- Tom Patterson accepting an EY Entrepreneur of the Year award
- Born: February 12, 1979 (age 47)
- Education: Arizona State University
- Occupation: Businessperson
- Years active: 2008–present
- Known for: Founder and CEO of Tommy John

= Tom Patterson (entrepreneur) =

American entrepreneur (born 1979)

Tom Patterson (born February 12, 1979) is an American entrepreneur, who founded the Tommy John company in 2008.

==Early life==
Patterson was raised in South Dakota. He graduated from Milbank High School in 1998 and went on to attend Arizona State University, where he graduated with a degree in business communications.

==Career==
Patterson began his career as a medical device salesman, a position from which he was released in wake of the Great Recession.

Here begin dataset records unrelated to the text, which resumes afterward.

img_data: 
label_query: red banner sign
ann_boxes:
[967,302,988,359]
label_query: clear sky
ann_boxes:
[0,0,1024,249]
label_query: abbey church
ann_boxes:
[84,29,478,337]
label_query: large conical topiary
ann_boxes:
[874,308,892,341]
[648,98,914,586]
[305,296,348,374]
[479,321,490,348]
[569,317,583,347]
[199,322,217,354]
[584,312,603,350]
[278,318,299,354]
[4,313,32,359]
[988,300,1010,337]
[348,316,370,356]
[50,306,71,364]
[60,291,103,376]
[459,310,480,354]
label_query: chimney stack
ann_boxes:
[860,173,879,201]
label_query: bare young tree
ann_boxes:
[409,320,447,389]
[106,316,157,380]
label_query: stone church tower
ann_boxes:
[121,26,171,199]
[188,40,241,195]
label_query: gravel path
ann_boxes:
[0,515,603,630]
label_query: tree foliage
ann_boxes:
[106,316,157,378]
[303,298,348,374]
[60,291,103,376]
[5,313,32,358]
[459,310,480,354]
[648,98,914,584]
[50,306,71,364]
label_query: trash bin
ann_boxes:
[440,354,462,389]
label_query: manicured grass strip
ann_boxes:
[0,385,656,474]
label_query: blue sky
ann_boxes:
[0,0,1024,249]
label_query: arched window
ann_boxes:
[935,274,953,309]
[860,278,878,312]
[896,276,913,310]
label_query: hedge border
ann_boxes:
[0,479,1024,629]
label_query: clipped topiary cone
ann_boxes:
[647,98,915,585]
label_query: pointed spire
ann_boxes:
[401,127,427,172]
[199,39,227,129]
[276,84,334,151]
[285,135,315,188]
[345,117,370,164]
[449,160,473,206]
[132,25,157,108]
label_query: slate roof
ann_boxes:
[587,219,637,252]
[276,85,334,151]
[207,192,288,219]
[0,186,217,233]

Frequently wearing business attire as part of his position, Patterson became irritated with the fit of his undershirts, which led him to design a new undershirt for himself.

After being let go from his sales job, Patterson began selling his undershirts from his apartment in San Diego. He founded Tommy John with his wife, Erin Fujimoto, in 2008. Lacking a background in fashion, Patterson used his sales skills from his previous position to expand the company. Under his leadership, Tommy John expanded their product range to include socks, sportswear, and underwear, The company was incorporated in 2012 and is headquartered in New York City.

==Accolades==
Patterson was included in Crain's New York Business magazine's "Forty under 40" list in 2016, and he was named EY's Entrepreneur of the Year New York for Retail and Consumer Goods in 2017.